My goal was to literally bike down the entire Pacific Coast. It was an admirable goal, but not one that I can realistically achieve at this stage in life. I'm building a career and a life for myself. The bike trip has to come once that stage is complete.

But all the thinking, dreaming, planning and inspiring got me to the point where my heart was set on seeing the West Coast. California's Highway 1 just looked too amazing, and as my 25th birthday rapidly approached, I still hadn't lost my Western U.S. virginity. I was celebrating a quarter-century of ignorance, lousy landscape and no adventure. That had to change.

So the bike trip morphed into a much more realistic roadtrip.

http://bobcats519.blogspot.com/2007/02/road-trip-07.html

But there remained one more problem. Of all my friends, most of whom are young professionals or grad students and are all slaves to whichever system they dream of mastering, who would possibly be willing to give up two full weeks of precious vacation and let the world be our playground?

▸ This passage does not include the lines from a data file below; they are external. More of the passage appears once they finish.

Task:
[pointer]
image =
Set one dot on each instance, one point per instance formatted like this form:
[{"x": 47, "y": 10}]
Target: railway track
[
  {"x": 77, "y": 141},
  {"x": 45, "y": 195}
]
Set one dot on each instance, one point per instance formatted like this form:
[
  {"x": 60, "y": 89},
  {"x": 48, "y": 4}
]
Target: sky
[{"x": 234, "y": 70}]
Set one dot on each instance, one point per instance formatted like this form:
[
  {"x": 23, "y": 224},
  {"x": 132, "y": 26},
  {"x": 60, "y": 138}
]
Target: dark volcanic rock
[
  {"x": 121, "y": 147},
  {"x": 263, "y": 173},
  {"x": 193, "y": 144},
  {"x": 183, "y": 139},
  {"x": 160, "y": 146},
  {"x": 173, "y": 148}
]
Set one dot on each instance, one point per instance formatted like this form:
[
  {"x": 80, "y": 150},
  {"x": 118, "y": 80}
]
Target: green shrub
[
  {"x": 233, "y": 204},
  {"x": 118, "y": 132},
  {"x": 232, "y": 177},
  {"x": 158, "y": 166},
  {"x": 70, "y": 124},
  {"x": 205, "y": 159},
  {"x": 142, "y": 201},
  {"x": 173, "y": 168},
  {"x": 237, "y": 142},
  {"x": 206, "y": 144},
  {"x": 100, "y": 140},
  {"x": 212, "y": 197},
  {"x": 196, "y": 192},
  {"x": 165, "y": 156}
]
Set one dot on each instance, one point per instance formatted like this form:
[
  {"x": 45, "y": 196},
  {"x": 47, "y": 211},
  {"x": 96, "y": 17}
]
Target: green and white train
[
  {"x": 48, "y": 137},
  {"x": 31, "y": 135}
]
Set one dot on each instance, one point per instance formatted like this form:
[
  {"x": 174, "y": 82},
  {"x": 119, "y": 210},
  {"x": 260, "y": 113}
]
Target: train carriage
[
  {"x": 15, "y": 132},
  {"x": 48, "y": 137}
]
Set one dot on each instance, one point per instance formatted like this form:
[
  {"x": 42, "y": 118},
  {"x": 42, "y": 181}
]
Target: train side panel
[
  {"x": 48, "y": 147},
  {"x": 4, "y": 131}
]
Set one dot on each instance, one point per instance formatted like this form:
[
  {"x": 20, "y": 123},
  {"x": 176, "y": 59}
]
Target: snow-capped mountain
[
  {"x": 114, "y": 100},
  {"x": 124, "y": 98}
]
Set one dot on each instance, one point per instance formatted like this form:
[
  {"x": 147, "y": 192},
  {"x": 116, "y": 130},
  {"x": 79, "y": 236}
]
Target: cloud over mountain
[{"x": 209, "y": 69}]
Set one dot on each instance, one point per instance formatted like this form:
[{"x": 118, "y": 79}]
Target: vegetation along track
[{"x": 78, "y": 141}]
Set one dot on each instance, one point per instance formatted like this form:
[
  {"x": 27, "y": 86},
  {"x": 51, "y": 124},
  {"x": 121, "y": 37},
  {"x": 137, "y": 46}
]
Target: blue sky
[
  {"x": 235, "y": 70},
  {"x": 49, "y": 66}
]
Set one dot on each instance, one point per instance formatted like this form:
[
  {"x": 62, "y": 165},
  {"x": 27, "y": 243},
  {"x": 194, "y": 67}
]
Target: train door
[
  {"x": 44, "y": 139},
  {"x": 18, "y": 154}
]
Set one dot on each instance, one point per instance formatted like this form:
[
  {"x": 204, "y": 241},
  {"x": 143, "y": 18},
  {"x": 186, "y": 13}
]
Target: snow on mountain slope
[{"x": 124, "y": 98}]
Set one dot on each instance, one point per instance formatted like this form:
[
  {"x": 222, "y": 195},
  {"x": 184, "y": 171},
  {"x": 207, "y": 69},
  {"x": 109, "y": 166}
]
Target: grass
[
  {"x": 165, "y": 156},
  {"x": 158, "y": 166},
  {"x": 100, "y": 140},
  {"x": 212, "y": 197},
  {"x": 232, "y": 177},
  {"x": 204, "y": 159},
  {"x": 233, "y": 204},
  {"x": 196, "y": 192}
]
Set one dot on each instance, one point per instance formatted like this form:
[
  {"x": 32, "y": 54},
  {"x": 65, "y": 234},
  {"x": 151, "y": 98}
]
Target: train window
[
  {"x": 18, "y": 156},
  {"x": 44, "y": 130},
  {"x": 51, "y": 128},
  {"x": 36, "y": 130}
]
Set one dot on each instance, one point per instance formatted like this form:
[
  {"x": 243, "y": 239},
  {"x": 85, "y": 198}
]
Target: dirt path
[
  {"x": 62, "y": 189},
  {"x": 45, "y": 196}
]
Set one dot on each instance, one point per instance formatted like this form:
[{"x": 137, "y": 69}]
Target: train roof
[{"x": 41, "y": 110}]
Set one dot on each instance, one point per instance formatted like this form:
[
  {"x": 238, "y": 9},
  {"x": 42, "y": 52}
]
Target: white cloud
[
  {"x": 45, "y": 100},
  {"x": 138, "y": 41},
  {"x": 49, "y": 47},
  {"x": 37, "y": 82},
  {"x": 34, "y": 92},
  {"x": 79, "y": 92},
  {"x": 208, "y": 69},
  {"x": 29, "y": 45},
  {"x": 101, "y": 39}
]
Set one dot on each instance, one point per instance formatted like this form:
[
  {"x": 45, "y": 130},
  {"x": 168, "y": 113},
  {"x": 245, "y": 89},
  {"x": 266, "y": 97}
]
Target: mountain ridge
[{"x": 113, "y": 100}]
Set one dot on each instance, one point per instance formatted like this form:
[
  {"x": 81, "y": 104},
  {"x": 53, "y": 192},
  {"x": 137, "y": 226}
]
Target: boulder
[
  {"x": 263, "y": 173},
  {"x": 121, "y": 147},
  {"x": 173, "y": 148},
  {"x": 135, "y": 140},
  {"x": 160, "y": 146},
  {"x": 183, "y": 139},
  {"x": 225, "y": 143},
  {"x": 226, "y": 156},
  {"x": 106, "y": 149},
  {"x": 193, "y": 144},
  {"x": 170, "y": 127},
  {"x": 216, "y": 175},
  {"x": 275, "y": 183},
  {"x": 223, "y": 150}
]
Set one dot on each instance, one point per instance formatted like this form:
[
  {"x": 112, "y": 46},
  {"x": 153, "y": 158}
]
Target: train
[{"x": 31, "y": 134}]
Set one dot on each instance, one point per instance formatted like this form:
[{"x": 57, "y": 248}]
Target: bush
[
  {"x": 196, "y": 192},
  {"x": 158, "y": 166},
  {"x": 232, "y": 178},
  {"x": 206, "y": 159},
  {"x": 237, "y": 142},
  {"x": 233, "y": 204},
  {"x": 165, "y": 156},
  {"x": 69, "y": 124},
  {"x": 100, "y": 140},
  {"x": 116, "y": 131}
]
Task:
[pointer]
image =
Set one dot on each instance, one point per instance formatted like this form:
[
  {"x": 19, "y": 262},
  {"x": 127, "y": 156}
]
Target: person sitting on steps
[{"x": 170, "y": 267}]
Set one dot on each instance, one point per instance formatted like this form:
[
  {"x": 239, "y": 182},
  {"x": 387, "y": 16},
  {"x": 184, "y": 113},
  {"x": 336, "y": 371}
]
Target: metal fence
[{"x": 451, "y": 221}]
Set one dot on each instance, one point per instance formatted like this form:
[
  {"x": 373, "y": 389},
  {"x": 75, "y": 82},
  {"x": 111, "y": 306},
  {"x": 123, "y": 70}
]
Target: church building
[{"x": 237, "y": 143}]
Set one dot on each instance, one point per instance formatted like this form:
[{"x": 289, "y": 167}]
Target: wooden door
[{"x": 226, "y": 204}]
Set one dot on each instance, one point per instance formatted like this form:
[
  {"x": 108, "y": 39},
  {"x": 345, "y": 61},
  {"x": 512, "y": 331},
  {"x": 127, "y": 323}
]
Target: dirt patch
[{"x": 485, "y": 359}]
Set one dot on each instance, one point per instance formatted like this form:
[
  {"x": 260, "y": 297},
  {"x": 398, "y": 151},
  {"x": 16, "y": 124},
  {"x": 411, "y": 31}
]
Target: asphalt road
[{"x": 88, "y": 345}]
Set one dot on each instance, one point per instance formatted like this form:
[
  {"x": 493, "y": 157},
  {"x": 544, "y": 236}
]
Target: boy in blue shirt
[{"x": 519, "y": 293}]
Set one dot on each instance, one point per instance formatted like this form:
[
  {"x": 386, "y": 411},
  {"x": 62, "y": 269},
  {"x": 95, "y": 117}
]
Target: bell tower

As it would turn out, there was only one answer all along: Blake Justin Nolan.

Over the next three months, Blake and I shot constant emails back and forth, tweaking and upstaging each other's idea of the Ultimate Road Trip (URT). Not only would we learn that there was a happy medium to behold, but also that maybe the greatest bond we'd share, in our already rock-solid friendship, was a love and appreciation of life on the road.